The honoured customer, strolling out of the bank, caught sight of Christina hesitating on the pavement. On the point of summoning a car, his hand fell. He looked at her tense figure quizzically.
Christina remained unaware. She pushed the soft, straight hair back from her brow with fingers which shook a little. The man saw that tell-tale tremor. His eyes sharpened.
He hesitated for a moment. Then, with a shrug, he strolled across to her.
‘Are you all right?’
Christina jumped at the voice. The words were pleasant enough but the tone was impatient. She turned, her brown hair swinging.
She found that she was being addressed by a tall man in an immaculate biscuit-coloured suit. She did not know anyone who wore suits of that faultless cut. Or who spoke to her with that abrupt harshness, as if in spite of himself.

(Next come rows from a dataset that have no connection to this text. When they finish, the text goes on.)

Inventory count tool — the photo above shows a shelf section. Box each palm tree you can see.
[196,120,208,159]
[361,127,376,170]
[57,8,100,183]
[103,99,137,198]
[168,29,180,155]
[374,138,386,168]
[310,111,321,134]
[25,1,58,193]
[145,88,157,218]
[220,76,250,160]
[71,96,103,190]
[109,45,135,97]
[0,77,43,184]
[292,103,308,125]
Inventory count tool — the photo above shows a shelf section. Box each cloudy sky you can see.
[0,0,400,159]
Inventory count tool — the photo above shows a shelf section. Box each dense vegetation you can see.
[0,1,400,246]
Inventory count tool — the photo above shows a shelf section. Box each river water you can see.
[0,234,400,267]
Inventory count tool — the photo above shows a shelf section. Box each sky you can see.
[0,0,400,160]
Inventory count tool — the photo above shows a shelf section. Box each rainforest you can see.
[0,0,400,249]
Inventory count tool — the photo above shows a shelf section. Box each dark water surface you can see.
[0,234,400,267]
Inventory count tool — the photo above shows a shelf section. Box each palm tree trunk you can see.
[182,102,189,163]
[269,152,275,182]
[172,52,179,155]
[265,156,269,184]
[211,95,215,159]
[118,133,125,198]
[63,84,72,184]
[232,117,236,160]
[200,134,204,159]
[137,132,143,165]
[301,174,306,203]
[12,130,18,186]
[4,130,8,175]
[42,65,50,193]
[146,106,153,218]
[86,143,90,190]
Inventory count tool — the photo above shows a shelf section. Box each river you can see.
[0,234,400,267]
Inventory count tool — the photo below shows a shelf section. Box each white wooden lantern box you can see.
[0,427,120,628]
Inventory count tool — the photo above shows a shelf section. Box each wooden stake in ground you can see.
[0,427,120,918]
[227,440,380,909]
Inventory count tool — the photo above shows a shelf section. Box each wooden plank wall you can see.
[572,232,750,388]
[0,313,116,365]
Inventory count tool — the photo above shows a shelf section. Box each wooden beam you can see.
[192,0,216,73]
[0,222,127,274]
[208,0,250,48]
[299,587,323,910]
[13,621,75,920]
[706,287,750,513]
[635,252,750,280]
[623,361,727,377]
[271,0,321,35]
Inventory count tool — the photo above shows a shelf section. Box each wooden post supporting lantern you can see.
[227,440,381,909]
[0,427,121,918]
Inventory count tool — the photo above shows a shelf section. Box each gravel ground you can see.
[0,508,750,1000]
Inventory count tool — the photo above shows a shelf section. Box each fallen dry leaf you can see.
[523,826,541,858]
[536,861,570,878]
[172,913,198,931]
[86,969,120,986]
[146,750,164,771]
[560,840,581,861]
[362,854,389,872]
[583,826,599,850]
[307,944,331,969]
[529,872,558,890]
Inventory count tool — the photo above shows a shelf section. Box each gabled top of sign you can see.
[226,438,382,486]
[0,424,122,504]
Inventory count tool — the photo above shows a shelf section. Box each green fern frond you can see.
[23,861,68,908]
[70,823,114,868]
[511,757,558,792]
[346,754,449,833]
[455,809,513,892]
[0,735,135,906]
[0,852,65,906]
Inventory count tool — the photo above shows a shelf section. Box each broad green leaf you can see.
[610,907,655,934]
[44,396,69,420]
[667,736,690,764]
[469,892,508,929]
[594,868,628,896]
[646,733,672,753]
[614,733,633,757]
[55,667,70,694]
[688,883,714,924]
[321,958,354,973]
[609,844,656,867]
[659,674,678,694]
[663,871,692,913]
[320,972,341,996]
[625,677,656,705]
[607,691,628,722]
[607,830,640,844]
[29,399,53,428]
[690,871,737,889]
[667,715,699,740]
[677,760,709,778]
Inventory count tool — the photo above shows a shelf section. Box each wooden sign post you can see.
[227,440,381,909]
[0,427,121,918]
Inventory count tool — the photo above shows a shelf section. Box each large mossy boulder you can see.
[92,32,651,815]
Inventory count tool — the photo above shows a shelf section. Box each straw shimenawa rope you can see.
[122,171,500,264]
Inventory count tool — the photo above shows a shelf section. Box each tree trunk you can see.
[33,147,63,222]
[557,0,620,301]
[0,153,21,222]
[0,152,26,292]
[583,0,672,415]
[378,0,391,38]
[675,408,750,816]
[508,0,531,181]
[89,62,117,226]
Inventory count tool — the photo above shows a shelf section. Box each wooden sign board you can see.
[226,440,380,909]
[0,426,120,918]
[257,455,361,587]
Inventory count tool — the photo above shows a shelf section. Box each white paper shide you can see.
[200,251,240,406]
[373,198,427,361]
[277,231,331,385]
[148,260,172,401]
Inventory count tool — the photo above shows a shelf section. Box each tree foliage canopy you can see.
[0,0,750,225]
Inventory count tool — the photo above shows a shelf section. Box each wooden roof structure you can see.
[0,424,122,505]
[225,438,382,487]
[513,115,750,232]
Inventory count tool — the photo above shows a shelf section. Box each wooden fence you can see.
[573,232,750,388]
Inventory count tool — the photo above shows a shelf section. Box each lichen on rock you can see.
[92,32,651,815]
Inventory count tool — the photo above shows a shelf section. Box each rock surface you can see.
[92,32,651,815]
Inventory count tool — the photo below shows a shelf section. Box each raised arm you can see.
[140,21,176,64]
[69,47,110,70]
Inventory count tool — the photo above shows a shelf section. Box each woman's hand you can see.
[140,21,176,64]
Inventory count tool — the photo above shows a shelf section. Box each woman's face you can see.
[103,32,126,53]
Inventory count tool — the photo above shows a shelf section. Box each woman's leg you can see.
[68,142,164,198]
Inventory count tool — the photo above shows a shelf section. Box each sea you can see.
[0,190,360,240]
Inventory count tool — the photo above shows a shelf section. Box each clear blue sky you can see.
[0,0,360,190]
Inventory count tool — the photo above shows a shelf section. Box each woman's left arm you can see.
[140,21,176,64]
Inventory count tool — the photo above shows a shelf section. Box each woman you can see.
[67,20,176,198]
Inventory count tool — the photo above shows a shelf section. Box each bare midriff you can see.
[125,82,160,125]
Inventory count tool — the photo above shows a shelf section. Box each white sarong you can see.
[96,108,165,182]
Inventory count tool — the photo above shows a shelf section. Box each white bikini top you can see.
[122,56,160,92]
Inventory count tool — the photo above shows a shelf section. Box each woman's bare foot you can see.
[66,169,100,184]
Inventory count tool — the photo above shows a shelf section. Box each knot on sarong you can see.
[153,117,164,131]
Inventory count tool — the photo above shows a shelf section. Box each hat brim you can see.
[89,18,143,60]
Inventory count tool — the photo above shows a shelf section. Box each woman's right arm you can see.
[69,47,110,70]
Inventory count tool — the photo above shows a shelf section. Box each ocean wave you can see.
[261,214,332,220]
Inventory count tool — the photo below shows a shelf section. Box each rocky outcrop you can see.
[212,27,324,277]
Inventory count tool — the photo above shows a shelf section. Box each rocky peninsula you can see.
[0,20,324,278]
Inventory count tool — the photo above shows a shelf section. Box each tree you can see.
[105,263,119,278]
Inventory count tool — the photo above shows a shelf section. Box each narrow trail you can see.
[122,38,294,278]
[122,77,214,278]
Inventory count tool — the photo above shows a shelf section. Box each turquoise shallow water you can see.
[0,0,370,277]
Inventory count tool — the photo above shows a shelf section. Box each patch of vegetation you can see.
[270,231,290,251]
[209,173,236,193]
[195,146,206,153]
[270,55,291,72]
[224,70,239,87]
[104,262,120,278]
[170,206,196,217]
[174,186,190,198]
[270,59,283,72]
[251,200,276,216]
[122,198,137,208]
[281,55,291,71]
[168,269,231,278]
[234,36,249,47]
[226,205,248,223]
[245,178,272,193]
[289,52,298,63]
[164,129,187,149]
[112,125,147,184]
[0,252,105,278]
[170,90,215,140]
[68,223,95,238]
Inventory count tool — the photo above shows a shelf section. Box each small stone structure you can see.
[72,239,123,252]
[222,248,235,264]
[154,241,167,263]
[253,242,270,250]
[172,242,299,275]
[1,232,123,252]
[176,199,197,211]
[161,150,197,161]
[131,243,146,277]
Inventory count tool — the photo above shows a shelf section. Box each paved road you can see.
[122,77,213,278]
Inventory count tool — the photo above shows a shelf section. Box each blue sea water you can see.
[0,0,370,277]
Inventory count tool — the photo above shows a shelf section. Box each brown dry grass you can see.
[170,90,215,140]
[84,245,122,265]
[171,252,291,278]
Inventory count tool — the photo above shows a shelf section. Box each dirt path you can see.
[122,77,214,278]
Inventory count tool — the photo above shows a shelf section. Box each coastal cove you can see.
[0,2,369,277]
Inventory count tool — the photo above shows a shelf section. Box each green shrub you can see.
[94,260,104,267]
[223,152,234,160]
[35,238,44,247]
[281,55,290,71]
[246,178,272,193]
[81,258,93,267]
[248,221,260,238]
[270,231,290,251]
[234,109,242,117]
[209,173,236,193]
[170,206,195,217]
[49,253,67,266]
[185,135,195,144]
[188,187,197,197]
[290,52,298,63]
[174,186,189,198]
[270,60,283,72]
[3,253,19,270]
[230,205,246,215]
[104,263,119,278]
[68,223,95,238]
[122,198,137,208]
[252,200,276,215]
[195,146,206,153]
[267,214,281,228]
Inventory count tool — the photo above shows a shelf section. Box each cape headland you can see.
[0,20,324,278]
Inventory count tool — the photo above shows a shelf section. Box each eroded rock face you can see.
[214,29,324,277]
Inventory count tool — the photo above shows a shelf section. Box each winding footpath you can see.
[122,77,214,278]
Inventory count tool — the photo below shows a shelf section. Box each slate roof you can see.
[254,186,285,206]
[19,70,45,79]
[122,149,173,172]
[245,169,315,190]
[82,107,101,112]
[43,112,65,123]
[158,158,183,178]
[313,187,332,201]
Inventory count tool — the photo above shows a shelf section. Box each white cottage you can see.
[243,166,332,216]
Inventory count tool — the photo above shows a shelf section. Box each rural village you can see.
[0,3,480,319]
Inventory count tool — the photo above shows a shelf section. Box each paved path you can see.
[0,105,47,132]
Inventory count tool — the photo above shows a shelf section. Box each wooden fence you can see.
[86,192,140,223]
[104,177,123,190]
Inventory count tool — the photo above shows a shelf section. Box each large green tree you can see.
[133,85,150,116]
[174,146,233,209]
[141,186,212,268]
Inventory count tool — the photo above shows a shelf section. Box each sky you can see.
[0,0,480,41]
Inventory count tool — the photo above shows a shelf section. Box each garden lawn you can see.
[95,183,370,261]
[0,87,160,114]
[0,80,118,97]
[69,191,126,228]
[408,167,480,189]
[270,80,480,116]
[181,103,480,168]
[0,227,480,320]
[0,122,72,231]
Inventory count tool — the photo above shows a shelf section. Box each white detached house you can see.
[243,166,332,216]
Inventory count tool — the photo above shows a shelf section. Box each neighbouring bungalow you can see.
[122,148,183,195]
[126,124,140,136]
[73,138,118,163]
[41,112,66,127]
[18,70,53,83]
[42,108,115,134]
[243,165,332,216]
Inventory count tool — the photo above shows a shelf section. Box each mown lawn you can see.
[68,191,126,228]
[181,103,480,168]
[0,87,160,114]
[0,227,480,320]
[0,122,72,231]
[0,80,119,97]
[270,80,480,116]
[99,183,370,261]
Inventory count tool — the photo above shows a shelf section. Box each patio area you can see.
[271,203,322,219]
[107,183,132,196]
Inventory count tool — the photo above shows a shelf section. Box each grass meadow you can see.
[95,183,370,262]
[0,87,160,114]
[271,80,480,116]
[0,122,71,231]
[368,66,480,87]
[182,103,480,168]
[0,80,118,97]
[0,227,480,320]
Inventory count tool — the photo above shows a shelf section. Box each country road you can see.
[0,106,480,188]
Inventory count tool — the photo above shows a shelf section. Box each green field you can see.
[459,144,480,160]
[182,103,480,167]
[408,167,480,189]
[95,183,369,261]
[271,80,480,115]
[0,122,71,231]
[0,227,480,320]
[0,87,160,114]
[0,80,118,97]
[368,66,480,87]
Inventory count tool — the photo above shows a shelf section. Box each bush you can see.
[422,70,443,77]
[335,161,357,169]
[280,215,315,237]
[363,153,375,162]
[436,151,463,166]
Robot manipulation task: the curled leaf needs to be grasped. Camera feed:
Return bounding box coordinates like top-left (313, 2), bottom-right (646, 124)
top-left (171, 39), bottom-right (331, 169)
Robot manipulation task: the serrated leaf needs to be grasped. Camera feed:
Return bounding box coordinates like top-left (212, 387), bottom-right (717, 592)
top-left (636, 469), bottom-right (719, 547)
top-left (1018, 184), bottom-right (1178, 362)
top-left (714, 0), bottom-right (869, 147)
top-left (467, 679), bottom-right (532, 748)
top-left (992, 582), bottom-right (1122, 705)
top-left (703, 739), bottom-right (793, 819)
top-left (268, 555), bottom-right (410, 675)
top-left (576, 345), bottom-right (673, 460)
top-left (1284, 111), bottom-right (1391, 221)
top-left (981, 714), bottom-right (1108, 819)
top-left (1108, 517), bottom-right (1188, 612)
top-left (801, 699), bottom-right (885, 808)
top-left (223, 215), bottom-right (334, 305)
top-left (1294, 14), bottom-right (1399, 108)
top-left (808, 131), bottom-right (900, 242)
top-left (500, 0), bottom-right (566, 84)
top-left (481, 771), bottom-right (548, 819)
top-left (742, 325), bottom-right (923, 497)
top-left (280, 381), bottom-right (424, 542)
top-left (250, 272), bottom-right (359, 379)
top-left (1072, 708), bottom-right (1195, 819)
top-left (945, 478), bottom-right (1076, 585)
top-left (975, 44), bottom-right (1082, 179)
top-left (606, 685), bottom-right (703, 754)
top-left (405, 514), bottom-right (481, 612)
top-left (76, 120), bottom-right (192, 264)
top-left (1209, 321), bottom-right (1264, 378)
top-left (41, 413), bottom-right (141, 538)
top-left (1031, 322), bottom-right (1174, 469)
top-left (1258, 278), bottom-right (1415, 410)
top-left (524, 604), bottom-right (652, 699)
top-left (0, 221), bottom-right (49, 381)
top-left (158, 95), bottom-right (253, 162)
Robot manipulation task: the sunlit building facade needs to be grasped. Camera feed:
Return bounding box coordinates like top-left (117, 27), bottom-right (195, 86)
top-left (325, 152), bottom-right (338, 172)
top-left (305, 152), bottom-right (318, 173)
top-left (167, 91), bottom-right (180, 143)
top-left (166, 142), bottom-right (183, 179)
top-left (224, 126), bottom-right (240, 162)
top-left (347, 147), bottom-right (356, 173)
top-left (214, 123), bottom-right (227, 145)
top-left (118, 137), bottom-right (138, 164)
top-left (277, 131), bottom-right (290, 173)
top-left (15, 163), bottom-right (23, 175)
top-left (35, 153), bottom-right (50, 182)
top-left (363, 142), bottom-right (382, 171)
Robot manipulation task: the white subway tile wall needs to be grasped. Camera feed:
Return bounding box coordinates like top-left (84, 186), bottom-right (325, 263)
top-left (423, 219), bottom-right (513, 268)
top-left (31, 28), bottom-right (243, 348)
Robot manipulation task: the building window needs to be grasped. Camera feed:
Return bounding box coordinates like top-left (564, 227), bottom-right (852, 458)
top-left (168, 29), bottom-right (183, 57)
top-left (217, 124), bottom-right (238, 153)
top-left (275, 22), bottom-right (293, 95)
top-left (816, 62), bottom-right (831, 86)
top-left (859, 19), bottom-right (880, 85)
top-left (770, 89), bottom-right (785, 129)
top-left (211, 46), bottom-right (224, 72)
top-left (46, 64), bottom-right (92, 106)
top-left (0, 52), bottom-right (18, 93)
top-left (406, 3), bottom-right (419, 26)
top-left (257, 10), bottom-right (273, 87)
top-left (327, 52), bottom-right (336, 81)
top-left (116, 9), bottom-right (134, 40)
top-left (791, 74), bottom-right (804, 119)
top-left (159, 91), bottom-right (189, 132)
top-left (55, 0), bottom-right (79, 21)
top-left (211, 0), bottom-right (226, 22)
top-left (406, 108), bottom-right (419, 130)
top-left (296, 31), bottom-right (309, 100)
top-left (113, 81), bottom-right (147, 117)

‘What?’ she asked blankly.
The man raised an eyebrow, unsmiling. ‘You seem a little agitated.’
He was definitely a stranger. From his quick, impatient tones, he seemed as if he could hardly wait to get away from her. And yet... Christina took off her sunglasses the better to see him in the dense shadow of the building behind them. She scanned him candidly.
It was a powerful face rather than a handsome one. He was taller than Christina, who counted herself a tall woman. He was so dark that his skin was almost swarthy. His hair was equally dark. In the brilliant morning it looked black, springing back from a wide, proud brow. Added to that was a strong, imperious nose, a firm jaw, a sculpted mouth in which discipline warred with sensuality, and steeply lidded, sleepy eyes.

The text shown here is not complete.